The Commission notes that the guarantees in para. 3 of Article
6 are specific aspects of the right to a fair trial set forth in para.
1 (Art. 6-3, 6-1) of that Article. The complaint made in the present
case should therefore be examined under the two paragraphs taken
together.
According to the case-law of the European Court of Human Rights,
all the evidence in a criminal case must normally be produced in the
presence of the accused at a public hearing with a view to adversarial
argument. However, a witness must not in all circumstances be heard
in court; statements made before the trial may in some cases be invoked
as evidence, provided that the rights of the defence have been
respected. This means that the defendant shall at some stage have been
given an opportunity to challenge and question a witness against him
(Eur. Court H.R., Asch judgment of 26 April 1991, Series A vol. 203,
para. 27).
In the present case, it appears that the applicant and his lawyer
were at no stage confronted with the witnesses and had therefore no
opportunity of putting questions to them. At the same time, it is
clear that the Dutch courts made considerable efforts to make it
possible for the defence to attend a hearing of the witnesses either
in France or in the Netherlands and that these attempts failed due to
the negative attitude taken by the French authorities. The applicant's
lawyer was also offered the opportunity of formulating written
questions which would be put to the witnesses when they were heard in
France but he did not make use of this possibility.
In such a situation, where a confrontation with the witnesses
proves impossible, it cannot as a rule be considered a violation of
Article 6 (Art. 6) to invoke the statements made by the witnesses as
evidence, although the circumstances in which the statements were made
call for particular caution in the evaluation of such evidence. It may
nevertheless be of importance, in particular when combined with other
evidence.
In the present case it is clear that the statements made by M.
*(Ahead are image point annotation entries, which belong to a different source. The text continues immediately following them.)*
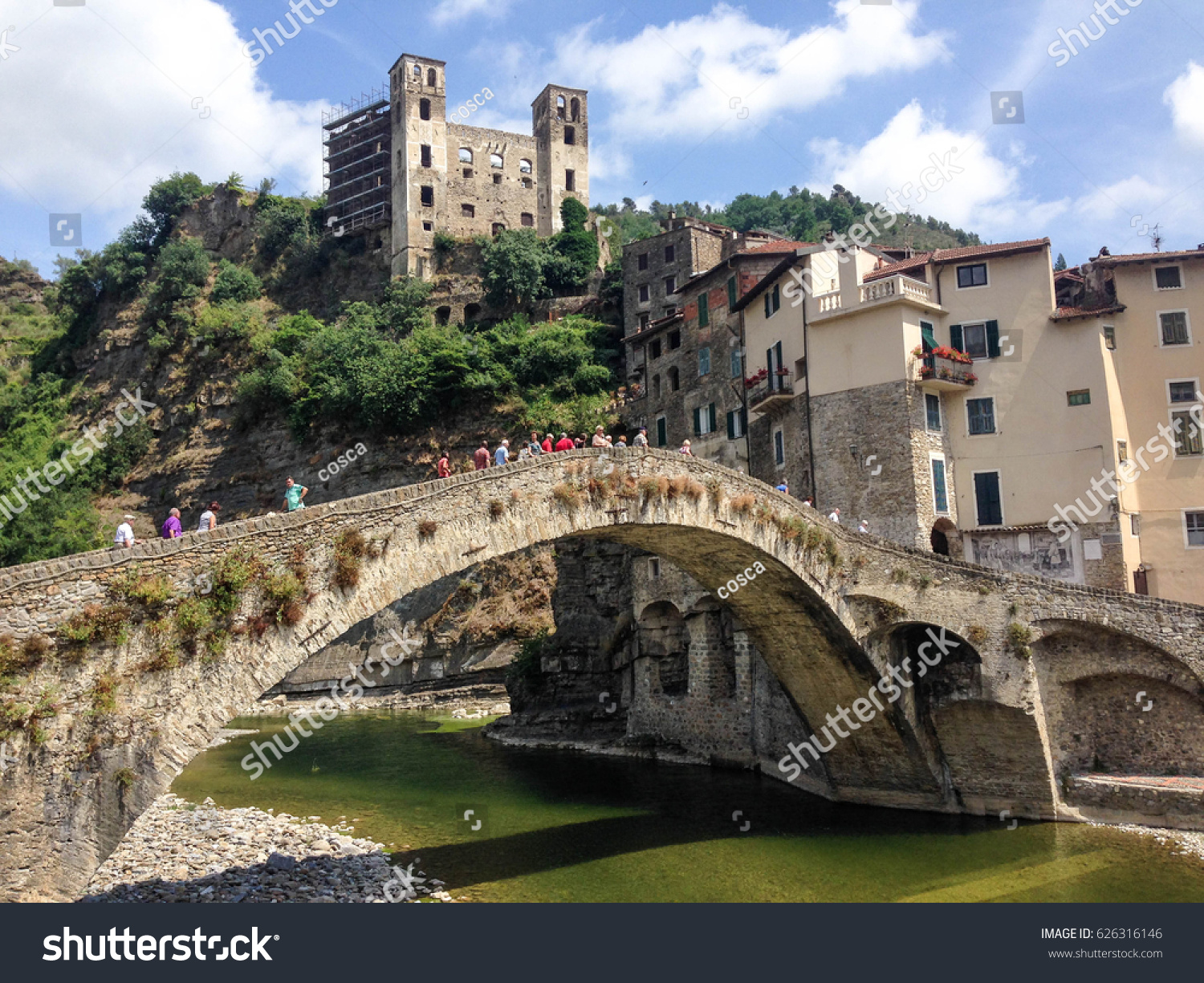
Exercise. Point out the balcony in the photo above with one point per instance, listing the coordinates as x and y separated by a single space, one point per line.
766 390
942 373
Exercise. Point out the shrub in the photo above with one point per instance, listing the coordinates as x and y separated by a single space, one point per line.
351 547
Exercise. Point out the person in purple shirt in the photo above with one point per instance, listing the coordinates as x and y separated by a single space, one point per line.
171 527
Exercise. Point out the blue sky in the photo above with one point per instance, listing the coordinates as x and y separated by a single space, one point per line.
686 101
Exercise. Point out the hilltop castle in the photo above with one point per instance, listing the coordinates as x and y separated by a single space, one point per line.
394 160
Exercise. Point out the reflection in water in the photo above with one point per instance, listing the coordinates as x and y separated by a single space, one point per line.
551 826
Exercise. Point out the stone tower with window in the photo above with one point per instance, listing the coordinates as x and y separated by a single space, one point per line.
467 181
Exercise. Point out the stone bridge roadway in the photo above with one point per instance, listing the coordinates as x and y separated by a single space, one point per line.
995 725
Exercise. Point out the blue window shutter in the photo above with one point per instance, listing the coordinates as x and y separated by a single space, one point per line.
992 339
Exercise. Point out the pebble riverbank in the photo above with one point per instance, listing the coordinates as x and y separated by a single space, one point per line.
182 852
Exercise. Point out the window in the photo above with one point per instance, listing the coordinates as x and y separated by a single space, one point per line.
1189 440
987 501
932 411
939 491
1174 327
1194 528
1182 392
1168 278
980 416
734 424
772 301
972 276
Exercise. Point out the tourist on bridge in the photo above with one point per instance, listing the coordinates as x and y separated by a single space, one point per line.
481 459
209 518
293 494
171 527
124 538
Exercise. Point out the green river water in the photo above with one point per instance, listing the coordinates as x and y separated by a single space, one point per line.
559 826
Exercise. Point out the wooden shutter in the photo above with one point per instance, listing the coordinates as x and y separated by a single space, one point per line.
992 339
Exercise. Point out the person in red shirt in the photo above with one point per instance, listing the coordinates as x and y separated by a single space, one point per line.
482 459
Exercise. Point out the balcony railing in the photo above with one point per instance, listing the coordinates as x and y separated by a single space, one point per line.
772 389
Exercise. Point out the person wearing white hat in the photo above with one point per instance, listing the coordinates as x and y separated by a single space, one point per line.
124 538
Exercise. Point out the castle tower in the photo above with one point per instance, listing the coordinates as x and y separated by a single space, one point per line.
418 91
561 132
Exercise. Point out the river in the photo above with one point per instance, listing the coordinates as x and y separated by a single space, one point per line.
560 826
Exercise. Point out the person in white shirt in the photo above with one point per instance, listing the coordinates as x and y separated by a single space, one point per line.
124 538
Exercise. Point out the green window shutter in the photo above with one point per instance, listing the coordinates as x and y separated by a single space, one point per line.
992 339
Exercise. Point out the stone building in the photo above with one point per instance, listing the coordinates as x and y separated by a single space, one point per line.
397 161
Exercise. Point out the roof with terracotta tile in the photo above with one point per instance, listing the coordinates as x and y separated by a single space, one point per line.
960 253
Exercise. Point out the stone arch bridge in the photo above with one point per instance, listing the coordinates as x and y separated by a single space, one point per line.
1040 687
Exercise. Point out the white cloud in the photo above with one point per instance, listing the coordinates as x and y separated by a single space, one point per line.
450 11
1185 96
122 91
974 189
681 79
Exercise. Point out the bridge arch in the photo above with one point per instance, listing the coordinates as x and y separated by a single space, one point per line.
823 592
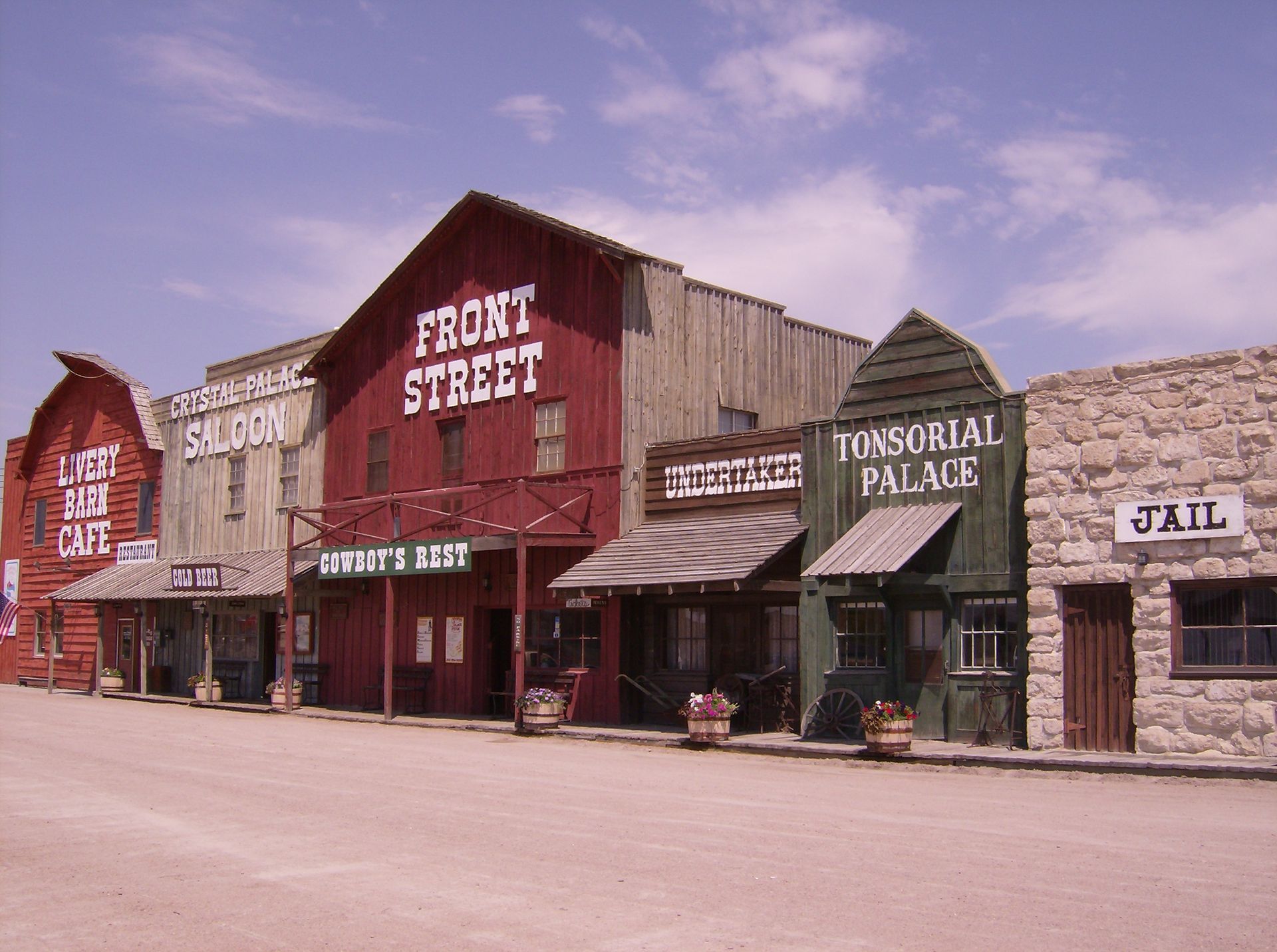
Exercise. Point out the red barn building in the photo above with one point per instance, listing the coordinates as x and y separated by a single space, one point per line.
498 391
82 492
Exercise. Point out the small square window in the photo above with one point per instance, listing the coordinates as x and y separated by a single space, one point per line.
378 463
552 436
235 484
290 474
452 449
736 420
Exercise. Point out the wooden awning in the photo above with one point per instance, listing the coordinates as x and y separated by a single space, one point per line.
678 552
883 540
244 575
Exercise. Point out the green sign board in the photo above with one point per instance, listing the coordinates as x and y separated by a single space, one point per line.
395 559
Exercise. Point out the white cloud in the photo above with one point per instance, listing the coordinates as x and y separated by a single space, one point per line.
1189 281
534 112
210 77
187 289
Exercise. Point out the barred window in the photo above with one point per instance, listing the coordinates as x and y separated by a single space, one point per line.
290 474
990 631
552 436
235 484
686 641
378 478
1226 630
781 623
861 635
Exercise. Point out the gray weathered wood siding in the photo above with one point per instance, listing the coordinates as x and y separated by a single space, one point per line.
196 504
690 348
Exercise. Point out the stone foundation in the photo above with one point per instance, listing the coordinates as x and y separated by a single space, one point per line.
1192 426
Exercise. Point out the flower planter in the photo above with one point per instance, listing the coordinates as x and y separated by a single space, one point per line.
202 693
709 730
279 698
894 738
541 717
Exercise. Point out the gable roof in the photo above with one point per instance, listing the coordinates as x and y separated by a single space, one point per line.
919 358
442 232
88 367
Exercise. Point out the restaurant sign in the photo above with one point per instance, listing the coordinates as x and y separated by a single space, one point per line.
395 559
1201 518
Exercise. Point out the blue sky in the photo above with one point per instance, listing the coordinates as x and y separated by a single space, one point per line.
1071 184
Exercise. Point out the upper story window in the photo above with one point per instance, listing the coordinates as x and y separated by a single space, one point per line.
990 631
235 484
37 533
861 635
146 506
1226 630
551 436
734 420
290 474
452 450
378 463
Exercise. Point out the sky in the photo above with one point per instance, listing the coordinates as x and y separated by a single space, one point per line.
1070 184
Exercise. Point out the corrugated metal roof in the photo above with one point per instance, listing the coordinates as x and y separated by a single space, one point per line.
244 575
140 391
680 551
884 540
and L. before the French police were of considerable importance for the
Dutch courts when determining the criminal charge against the
applicant. However, these statements were not the only evidence
against the applicant. The Court of Appeal also referred to the
applicant's own admission that he knew M. and L. and had rented a car
for M. a few days before M.'s arrest in France. The Court of Appeal
further indicated that it had been established that the six Dutch
citizens arrested in France, while in possession of a large quant
of heroin, had, before their arrest, repeatedly telephoned from their
hotel in France to the applicant's telephone number in the Netherlands.
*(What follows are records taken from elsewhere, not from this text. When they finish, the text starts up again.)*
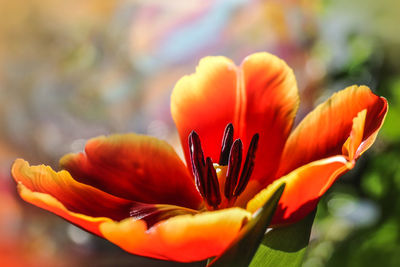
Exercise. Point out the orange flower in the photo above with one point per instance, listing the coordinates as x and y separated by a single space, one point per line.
136 192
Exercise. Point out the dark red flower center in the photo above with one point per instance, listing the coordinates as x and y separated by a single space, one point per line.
220 184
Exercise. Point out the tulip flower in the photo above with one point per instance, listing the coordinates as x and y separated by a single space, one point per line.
235 125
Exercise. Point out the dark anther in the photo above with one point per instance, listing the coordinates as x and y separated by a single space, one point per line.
227 141
232 174
248 165
213 195
198 164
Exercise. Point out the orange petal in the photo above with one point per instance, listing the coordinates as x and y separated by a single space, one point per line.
323 132
48 202
304 187
182 238
74 196
135 167
260 97
270 104
352 143
205 102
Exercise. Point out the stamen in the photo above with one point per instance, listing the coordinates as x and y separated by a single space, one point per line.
227 141
232 174
198 164
213 195
248 165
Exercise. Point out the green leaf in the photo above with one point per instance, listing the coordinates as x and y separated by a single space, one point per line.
285 246
242 249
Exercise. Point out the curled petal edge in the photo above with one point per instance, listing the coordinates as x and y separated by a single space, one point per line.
304 187
183 238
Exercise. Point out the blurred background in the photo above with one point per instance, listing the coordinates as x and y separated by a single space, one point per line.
72 70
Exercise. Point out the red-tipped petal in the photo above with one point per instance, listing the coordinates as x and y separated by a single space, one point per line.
259 97
323 132
134 167
271 101
182 238
58 192
304 187
50 203
205 102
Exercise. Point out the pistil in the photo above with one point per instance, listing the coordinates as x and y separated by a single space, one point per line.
211 185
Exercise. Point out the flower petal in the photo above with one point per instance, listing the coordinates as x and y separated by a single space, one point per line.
260 97
48 202
205 102
182 238
271 102
74 196
323 132
304 187
134 167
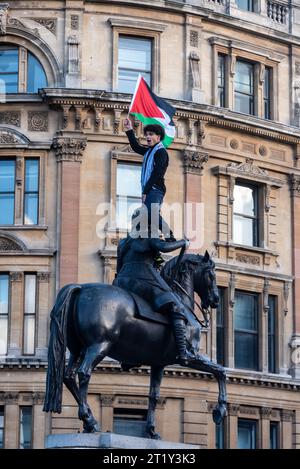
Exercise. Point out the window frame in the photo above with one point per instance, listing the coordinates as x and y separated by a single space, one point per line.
20 155
23 53
257 332
148 30
26 315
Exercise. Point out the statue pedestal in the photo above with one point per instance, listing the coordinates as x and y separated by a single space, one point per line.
109 441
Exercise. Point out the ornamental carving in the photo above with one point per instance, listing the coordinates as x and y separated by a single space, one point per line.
6 245
295 185
248 167
48 23
8 138
38 121
193 161
11 118
246 259
69 149
3 17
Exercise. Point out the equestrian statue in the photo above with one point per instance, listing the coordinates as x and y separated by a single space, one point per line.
145 318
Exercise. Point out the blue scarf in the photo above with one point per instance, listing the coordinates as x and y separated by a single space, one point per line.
148 163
In these circumstances, and having regard in particular to the
fact that it was impossible for the Dutch courts to arrange a hearing
of the six witnesses which could be attended by the applicant and his
lawyer, the Commission considers that the Dutch courts were justified
under Article 6 (Art. 6) of the Convention to take into account the
statements made by these witnesses to the French police and to evaluate
this evidence which had been invoked in the case.
It follows that the application is manifestly ill-founded within
the meaning of Article 27 para. 2 (Art. 27-2) of the Convention.
For these reasons, the Commission, by a majority
DECLARES THE APPLICATION INADMISSIBLE.